Giving Mothers a Human Side
The '70s still had a lot of standard supportive mothers, but there were some breakthroughs. In 1976, Alice debuted, with Linda Lavin playing a widow working as a waitress to support her son.
"In Alice, here was a mother who had to work, and we saw it," says Thompson.
In fact, the show focused more on Alice's interaction with "Kiss-My-Grits" Flo and the other denizens of Mel's Diner than it did on her parenting.
One Day at a Time, which premiered in December 1975, was about a divorced woman (Ann Romano, played by Bonnie Franklin) trying to bring up two headstrong daughters, pursue her own career and have a romantic life, too.
Ann was liberated, hot-tempered, and she didn't have all the answers (remember when older daughter Julie ran off with her boyfriend?).
"She was flawed in her parenting skills, she had her own personality and she didn't erase who she was for the sake of her kids," says Thompson.
But in the '80s, maternal perfection was back in vogue, as embodied by The Cosby Show's Clair Huxtable (Phylicia Rashad) — loving wife, attractive lawyer and supermom.
"Clair Huxtable is a throwback to Father Knows Best. In this case, it was 'Father and Mother Knows Best,' " says Thompson. "Clair Huxtable made Mrs. Brady look like chopped liver."
There were exceptions, as in the protagonists of Kate & Allie. Jane Curtin and Susan St. James played divorced moms who pooled their resources, sharing a home to make ends meet.

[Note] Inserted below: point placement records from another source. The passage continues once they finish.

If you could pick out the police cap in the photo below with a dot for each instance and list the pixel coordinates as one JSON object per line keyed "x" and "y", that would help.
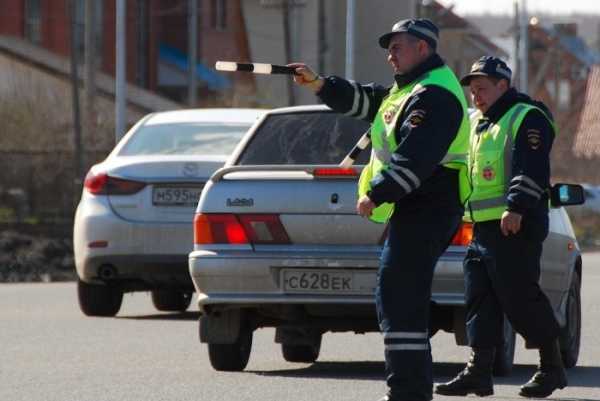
{"x": 421, "y": 28}
{"x": 488, "y": 66}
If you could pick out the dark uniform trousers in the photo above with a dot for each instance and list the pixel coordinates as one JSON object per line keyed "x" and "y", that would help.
{"x": 501, "y": 276}
{"x": 403, "y": 296}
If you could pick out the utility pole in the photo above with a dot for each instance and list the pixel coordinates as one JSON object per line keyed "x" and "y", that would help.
{"x": 287, "y": 41}
{"x": 90, "y": 71}
{"x": 77, "y": 167}
{"x": 350, "y": 28}
{"x": 523, "y": 72}
{"x": 192, "y": 51}
{"x": 120, "y": 81}
{"x": 517, "y": 43}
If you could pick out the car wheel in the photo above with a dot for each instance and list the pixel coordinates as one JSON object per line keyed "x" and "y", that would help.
{"x": 301, "y": 353}
{"x": 570, "y": 337}
{"x": 171, "y": 300}
{"x": 505, "y": 355}
{"x": 232, "y": 357}
{"x": 99, "y": 299}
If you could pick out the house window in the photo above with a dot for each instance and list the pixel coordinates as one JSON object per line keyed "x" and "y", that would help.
{"x": 33, "y": 21}
{"x": 219, "y": 14}
{"x": 80, "y": 29}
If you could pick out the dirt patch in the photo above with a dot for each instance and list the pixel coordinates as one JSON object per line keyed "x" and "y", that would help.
{"x": 25, "y": 257}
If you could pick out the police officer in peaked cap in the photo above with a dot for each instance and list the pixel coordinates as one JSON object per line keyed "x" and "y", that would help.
{"x": 509, "y": 164}
{"x": 415, "y": 180}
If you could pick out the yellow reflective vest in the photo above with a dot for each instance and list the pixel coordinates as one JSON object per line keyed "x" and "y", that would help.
{"x": 490, "y": 163}
{"x": 383, "y": 138}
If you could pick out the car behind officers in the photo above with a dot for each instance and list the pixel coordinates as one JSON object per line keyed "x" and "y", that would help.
{"x": 510, "y": 172}
{"x": 419, "y": 135}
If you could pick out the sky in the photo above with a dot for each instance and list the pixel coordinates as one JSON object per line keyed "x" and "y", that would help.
{"x": 465, "y": 7}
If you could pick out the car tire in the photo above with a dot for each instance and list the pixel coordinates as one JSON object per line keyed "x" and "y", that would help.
{"x": 570, "y": 337}
{"x": 99, "y": 299}
{"x": 301, "y": 353}
{"x": 504, "y": 356}
{"x": 171, "y": 300}
{"x": 232, "y": 357}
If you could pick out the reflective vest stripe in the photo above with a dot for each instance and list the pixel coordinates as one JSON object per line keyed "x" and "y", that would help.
{"x": 409, "y": 174}
{"x": 403, "y": 183}
{"x": 488, "y": 203}
{"x": 529, "y": 182}
{"x": 407, "y": 347}
{"x": 454, "y": 157}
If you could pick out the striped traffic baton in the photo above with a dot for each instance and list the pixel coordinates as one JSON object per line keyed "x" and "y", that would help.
{"x": 256, "y": 68}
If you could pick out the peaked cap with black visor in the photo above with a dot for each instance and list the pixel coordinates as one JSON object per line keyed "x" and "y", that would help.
{"x": 488, "y": 66}
{"x": 421, "y": 28}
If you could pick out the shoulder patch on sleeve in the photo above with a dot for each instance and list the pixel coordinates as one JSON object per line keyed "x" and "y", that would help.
{"x": 534, "y": 138}
{"x": 416, "y": 117}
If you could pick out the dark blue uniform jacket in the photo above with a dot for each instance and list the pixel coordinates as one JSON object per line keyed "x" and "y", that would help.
{"x": 530, "y": 178}
{"x": 425, "y": 129}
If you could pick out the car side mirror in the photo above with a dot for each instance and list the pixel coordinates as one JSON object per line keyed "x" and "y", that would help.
{"x": 566, "y": 195}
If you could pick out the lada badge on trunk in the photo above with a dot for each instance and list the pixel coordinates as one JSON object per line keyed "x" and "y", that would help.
{"x": 240, "y": 202}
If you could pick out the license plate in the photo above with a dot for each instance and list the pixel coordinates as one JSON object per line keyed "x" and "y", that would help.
{"x": 176, "y": 196}
{"x": 328, "y": 281}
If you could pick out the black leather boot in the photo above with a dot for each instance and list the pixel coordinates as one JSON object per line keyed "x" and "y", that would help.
{"x": 476, "y": 378}
{"x": 550, "y": 375}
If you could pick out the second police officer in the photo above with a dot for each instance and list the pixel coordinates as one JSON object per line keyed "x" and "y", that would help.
{"x": 510, "y": 172}
{"x": 419, "y": 134}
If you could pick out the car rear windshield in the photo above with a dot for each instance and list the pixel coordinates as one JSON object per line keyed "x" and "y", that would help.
{"x": 184, "y": 139}
{"x": 304, "y": 138}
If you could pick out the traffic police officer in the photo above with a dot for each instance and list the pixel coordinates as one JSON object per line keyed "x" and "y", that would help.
{"x": 419, "y": 137}
{"x": 510, "y": 171}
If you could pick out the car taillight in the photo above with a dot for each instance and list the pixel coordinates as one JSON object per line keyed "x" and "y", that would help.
{"x": 218, "y": 229}
{"x": 104, "y": 184}
{"x": 335, "y": 172}
{"x": 463, "y": 235}
{"x": 239, "y": 229}
{"x": 264, "y": 229}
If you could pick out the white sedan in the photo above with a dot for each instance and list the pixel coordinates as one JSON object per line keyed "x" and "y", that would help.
{"x": 133, "y": 225}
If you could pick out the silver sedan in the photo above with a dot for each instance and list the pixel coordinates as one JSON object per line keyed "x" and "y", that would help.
{"x": 133, "y": 225}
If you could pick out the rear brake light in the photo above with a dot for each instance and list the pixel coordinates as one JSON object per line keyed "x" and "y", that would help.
{"x": 239, "y": 229}
{"x": 218, "y": 229}
{"x": 104, "y": 184}
{"x": 463, "y": 235}
{"x": 335, "y": 172}
{"x": 264, "y": 229}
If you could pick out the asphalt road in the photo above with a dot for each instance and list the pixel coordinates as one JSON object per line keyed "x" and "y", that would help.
{"x": 50, "y": 351}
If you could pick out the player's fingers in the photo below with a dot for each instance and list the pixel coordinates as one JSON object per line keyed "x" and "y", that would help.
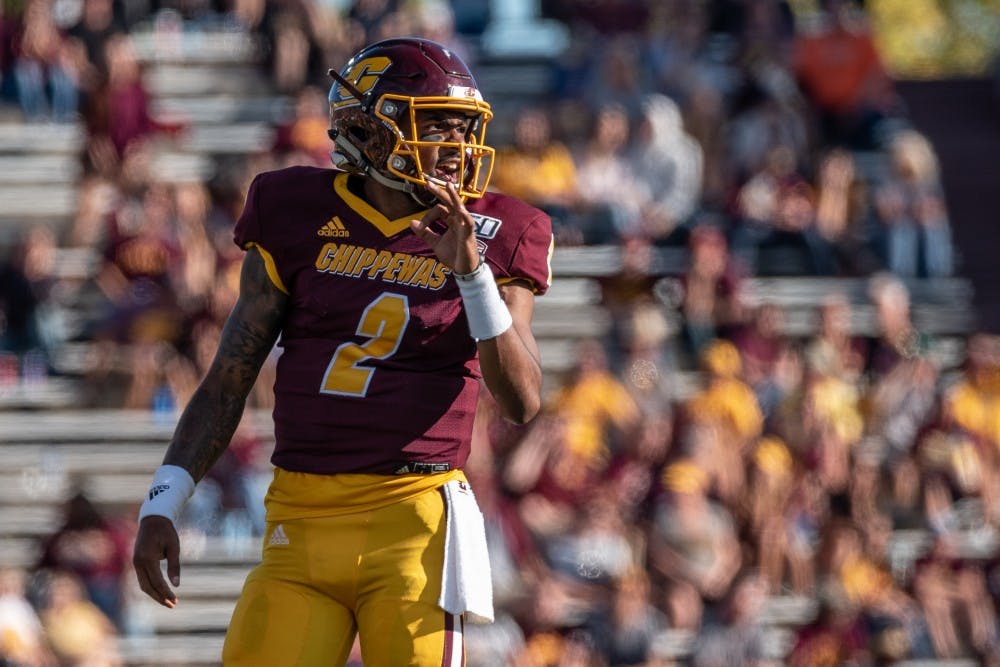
{"x": 152, "y": 584}
{"x": 440, "y": 193}
{"x": 173, "y": 551}
{"x": 453, "y": 198}
{"x": 422, "y": 228}
{"x": 156, "y": 540}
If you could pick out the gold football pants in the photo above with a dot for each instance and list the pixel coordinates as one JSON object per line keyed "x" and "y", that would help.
{"x": 372, "y": 569}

But for the most part, moms still fit a very conventional pattern, as evidenced by Maggie Seaver (Joanna Kerns) on Growing Pains and Elyse Keaton (Meredith Baxter Birney) on Family Ties.
"For all their modernity, these shows were incredibly old-fashioned in their presentation of the American family as heaven on earth and the American mother as angel," says Thompson.
Rosie the Riveting
The mom who broke the mold came swaggering on to the scene in 1988. Roseanne changed everything, says Mediaweek's Marc Berman, author of The Programming Insider, a daily newsletter.
"Roseanne was an ordinary housewife-slash-mother-slash-woman who's trying to make a living," says Berman. "She's very real."
Roseanne presided over a blue-collar family. Although she was happily married to Dan, she did not defer to him — in fact, the reverse was often true. She was loud, opinionated, but, as Thompson points out, "when all was said and done, she was a pretty decent parent."
Some of Roseanne's Domestic Goddess powers may have filtered down to Debra Barone (Patricia Heaton). While Everybody Loves Raymond, Debra isn't just a soothing background figure. "She's the glue that keeps that family together," says Berman.
Most television mothers now work outside the house, and that has done a lot to shake up TV family dynamics, says Cristina Pieraccini, professor of communication studies at the State University of New York at Oswego.
"I think the biggest change is that it's skewed toward the career woman much more so than it was in previous decades," she says.
And now, says Pieraccini, "Career women are not presented as they were in the '70s, as superwomen, but as women who have to try to balance [work, home and family] and sometimes have trouble balancing."
Berman sees Gilmore Girls as a good example. Fast-quipping, unconventional Lorelei (Lauren Graham) became pregnant at 16 and brought up daughter Rory (Alexis Bledel) alone.